Freire memberikan pendapat bahwa anak
didik adalah makhluk bebas yang memiliki alamnya sendiri sehingga mereka tidak
seharusnya diperlakuakan seperti robot atau mainan yang bisa dipermainkan
secara manipulatif.
Anak-anak didik adalah makhluk yang
memiliki nasib dan masa depan pendidikan masing-masing sehingga peran seorang
pendidik dalam pendidikan adalah mengarahkan mereka sesuai dengan potensi dan
bakat yang dimilikinya. Dengan kata lain, anak didik adalah makhluk yang
dilahirkan sebagai sosok-sosok dengan kebebasan dan kemerdekaan untuk
mewujudkan eksistensi dirinya secara terbuka dan mandiri. Mereka
mengaktualisasikan segala potensi dan bakatnya dengan mandiri dan terbuka pula.[10] Untuk
dapat mengembangkan potensi-potensi anak didik, mereka memerlukan bimbingan
dari orang yang lebih dewasa dalam pembelajarannya.
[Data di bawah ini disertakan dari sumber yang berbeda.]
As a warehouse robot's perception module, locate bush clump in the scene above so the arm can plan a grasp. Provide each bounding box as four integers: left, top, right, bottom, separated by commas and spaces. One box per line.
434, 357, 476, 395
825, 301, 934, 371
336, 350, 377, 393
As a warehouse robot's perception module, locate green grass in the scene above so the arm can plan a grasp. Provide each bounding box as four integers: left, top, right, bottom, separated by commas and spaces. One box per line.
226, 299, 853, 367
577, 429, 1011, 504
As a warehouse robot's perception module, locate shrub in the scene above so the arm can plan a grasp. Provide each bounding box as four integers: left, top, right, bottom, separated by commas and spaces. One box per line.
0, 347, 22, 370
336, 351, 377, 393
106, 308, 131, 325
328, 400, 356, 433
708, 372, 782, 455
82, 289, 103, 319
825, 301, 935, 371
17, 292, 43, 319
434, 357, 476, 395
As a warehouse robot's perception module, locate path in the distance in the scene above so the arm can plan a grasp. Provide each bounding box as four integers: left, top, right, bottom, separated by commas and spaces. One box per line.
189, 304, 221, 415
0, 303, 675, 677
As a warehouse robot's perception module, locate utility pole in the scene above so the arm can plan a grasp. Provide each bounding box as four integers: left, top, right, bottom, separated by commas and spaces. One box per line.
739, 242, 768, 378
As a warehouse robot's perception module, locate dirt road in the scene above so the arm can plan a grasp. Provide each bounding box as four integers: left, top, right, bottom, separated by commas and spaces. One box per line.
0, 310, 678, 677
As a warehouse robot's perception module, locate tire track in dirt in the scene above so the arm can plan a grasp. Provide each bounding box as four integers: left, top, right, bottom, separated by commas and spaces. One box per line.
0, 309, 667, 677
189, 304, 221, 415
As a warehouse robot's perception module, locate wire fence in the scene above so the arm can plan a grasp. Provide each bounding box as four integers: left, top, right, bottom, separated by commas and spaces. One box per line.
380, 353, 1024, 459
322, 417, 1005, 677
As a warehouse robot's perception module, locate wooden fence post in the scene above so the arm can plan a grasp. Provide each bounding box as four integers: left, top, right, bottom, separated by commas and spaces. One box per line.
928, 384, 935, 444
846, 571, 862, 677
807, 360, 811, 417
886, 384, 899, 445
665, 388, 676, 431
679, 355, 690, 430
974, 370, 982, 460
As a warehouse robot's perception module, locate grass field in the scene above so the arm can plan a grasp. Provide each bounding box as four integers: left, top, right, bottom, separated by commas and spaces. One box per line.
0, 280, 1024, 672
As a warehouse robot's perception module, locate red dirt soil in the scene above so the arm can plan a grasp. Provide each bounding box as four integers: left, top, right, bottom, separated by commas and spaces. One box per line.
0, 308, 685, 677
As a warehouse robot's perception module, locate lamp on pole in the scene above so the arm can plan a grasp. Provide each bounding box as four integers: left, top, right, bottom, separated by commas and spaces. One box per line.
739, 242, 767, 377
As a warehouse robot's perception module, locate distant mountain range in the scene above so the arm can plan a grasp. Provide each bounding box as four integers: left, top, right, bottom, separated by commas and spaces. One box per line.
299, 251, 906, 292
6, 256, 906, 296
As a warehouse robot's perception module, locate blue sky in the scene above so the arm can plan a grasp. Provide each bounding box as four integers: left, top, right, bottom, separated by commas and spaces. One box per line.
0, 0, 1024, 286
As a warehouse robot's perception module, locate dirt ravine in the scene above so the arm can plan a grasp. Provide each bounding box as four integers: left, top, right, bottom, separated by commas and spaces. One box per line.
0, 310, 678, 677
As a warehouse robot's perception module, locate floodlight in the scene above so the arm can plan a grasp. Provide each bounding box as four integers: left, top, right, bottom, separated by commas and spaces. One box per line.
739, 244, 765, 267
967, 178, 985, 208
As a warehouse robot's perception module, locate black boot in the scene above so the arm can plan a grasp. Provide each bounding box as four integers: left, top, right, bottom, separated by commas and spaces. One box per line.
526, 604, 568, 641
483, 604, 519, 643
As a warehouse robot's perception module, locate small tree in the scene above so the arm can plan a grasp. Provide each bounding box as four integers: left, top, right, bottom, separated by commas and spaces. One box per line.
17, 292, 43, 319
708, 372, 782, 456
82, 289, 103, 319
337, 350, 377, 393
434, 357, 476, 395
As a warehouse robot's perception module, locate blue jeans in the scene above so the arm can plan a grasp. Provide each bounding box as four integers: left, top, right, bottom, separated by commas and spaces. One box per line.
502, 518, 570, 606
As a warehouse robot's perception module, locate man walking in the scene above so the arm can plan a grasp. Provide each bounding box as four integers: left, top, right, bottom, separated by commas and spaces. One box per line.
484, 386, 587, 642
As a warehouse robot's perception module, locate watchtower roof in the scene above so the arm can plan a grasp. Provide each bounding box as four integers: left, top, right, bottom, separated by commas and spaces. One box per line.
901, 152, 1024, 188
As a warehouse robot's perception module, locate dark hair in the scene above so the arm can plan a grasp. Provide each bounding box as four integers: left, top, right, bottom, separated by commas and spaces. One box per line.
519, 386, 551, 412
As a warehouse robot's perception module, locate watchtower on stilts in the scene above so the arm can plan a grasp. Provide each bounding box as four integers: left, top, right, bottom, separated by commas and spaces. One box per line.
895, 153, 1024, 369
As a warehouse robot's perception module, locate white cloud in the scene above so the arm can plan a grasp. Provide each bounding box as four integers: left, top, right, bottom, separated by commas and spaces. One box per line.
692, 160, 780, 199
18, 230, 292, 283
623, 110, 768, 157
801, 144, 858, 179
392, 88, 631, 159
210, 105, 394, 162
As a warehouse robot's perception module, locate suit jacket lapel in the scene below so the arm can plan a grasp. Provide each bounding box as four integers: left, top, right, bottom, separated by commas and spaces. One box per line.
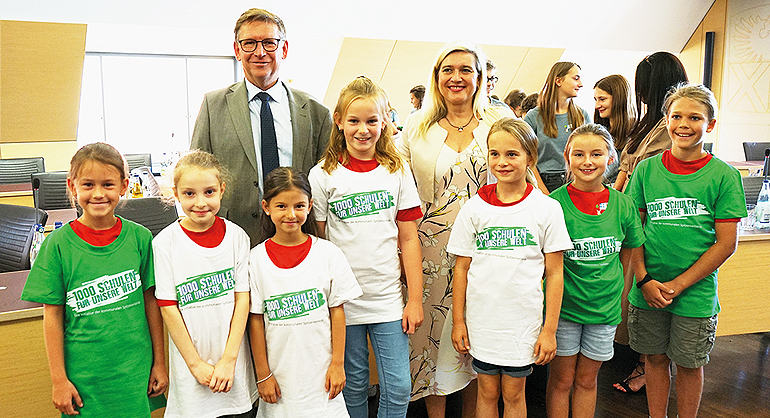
227, 81, 257, 170
284, 85, 311, 167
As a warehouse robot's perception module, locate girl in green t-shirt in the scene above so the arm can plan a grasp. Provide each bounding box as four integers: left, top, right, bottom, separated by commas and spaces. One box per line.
546, 124, 644, 418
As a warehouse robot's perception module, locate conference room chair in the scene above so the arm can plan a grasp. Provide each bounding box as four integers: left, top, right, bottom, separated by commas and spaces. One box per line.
0, 157, 45, 184
741, 177, 763, 205
32, 171, 72, 210
0, 204, 48, 273
743, 142, 770, 161
123, 154, 152, 172
115, 196, 179, 237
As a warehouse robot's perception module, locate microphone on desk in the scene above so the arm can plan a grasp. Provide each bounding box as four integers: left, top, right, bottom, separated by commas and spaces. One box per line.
32, 178, 40, 227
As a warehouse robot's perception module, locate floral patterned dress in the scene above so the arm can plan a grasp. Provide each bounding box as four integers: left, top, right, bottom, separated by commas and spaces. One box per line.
409, 139, 487, 400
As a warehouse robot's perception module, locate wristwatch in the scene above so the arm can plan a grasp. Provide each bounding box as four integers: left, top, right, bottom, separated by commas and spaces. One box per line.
636, 273, 652, 289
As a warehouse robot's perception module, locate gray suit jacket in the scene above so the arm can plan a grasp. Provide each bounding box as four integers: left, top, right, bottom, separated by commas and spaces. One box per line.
190, 81, 332, 247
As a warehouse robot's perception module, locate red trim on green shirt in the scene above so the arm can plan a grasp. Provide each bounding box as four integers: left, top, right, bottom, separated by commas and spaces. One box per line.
179, 216, 226, 248
265, 237, 313, 269
70, 217, 123, 247
478, 183, 535, 206
567, 183, 610, 215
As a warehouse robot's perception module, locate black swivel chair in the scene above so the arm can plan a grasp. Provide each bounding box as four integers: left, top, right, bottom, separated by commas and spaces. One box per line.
743, 142, 770, 161
32, 171, 72, 210
115, 196, 179, 237
0, 157, 45, 184
123, 154, 152, 172
741, 177, 763, 205
0, 205, 48, 272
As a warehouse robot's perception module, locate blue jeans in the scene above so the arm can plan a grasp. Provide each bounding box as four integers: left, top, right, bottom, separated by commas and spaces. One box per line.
342, 320, 412, 418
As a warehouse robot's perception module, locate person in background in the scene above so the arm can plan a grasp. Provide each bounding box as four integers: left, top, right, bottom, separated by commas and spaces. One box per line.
521, 92, 540, 118
409, 84, 425, 114
594, 74, 636, 184
487, 59, 506, 106
503, 89, 527, 118
524, 62, 591, 194
628, 85, 746, 418
400, 42, 514, 418
190, 9, 332, 246
21, 142, 168, 418
613, 51, 688, 191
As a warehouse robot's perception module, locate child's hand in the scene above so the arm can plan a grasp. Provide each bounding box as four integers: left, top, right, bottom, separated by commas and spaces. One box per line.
452, 321, 471, 354
324, 364, 345, 399
147, 363, 168, 398
401, 300, 425, 335
535, 331, 556, 366
53, 379, 83, 415
641, 279, 674, 309
190, 360, 214, 386
209, 358, 235, 393
257, 376, 281, 403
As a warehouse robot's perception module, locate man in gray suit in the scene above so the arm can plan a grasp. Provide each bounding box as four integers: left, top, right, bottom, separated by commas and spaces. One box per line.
190, 9, 332, 246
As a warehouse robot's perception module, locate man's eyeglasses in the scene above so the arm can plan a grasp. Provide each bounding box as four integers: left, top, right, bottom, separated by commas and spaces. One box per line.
238, 38, 283, 52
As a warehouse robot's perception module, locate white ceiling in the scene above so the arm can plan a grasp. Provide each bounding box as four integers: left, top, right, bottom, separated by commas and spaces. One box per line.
0, 0, 714, 52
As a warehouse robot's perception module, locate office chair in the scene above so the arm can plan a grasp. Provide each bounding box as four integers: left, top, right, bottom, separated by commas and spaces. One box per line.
741, 177, 763, 205
0, 157, 45, 184
0, 204, 48, 272
743, 142, 770, 161
115, 196, 179, 237
32, 171, 72, 210
123, 154, 152, 173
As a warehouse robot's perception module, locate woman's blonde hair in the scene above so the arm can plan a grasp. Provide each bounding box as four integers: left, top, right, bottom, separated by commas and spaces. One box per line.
487, 117, 537, 187
323, 76, 404, 174
417, 41, 489, 137
537, 61, 585, 138
564, 123, 618, 181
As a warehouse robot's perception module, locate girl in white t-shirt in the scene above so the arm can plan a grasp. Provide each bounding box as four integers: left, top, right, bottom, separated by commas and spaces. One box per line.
447, 118, 572, 418
152, 150, 257, 418
249, 167, 361, 418
310, 76, 423, 418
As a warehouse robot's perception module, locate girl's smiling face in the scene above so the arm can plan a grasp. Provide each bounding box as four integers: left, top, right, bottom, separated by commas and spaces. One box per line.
487, 131, 532, 185
666, 98, 717, 152
335, 98, 387, 160
567, 135, 610, 192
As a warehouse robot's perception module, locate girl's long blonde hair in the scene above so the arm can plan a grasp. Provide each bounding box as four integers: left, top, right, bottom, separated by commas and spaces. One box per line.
537, 61, 585, 138
323, 76, 404, 174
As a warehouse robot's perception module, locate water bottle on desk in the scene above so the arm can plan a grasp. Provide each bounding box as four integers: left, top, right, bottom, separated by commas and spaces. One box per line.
754, 178, 770, 231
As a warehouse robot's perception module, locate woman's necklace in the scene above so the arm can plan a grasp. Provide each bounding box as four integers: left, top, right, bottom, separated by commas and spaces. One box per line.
444, 115, 476, 132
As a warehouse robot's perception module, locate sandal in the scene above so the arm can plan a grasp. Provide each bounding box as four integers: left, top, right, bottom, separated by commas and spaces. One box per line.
612, 361, 646, 393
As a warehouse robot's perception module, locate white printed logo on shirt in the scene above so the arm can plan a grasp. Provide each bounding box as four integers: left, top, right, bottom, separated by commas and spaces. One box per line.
67, 269, 142, 315
564, 237, 622, 260
647, 197, 710, 221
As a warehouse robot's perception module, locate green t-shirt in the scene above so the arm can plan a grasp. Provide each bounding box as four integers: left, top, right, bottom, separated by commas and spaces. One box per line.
21, 218, 155, 418
628, 154, 746, 318
549, 185, 644, 325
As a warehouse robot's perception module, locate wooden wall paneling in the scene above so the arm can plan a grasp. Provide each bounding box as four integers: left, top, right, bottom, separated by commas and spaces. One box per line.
0, 21, 86, 143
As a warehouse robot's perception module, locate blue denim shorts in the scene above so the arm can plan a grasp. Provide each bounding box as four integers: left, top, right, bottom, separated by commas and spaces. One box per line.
556, 318, 618, 361
471, 359, 532, 377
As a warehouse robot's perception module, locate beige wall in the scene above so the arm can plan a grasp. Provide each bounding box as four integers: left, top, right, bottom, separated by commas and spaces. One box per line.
323, 38, 564, 124
0, 20, 86, 171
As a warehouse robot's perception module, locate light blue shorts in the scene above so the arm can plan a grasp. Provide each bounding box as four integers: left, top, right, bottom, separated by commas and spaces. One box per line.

Menurut Freire belajar adalah proses di
mana orang bergerak maju dari tingkat kesadaran yang lebih rendah menuju kepada
tingkat kesadaran yang lebih tinggi.
Belajar mulai dengan menilai tahap
kesadaran yang sekarang sebagaimana muncul dalam bahasa, konsep diri, pandangan
tentang dunia dan kondisi hidup kongkrit. Menjadi dasar atas relatifnya
realitas sosial merupakan awal dari belajar. Orang mulai mengerti bahwa
realitas sosial ini bisa dirubah. Maka belajar merupakan suatu gerakan menuju
kesadaran kritis, belajar merupakan proses yang bersifat aktif. Proses belajar di
atas mulai dengan kata-kata, ide-ide dan situasi hidup murid. Pendidikan
mempergunakannya untuk mengkodifikasikan alam dunia kongkrit yang sudah menjadi
dunia sehari-hari para murid.
Dengan demikian proses belajar merupakan
proses ditantang dan menantang oleh situasi kehidupan seseorang dan oleh
situasi realitas sosial-budaya di mana ia berada.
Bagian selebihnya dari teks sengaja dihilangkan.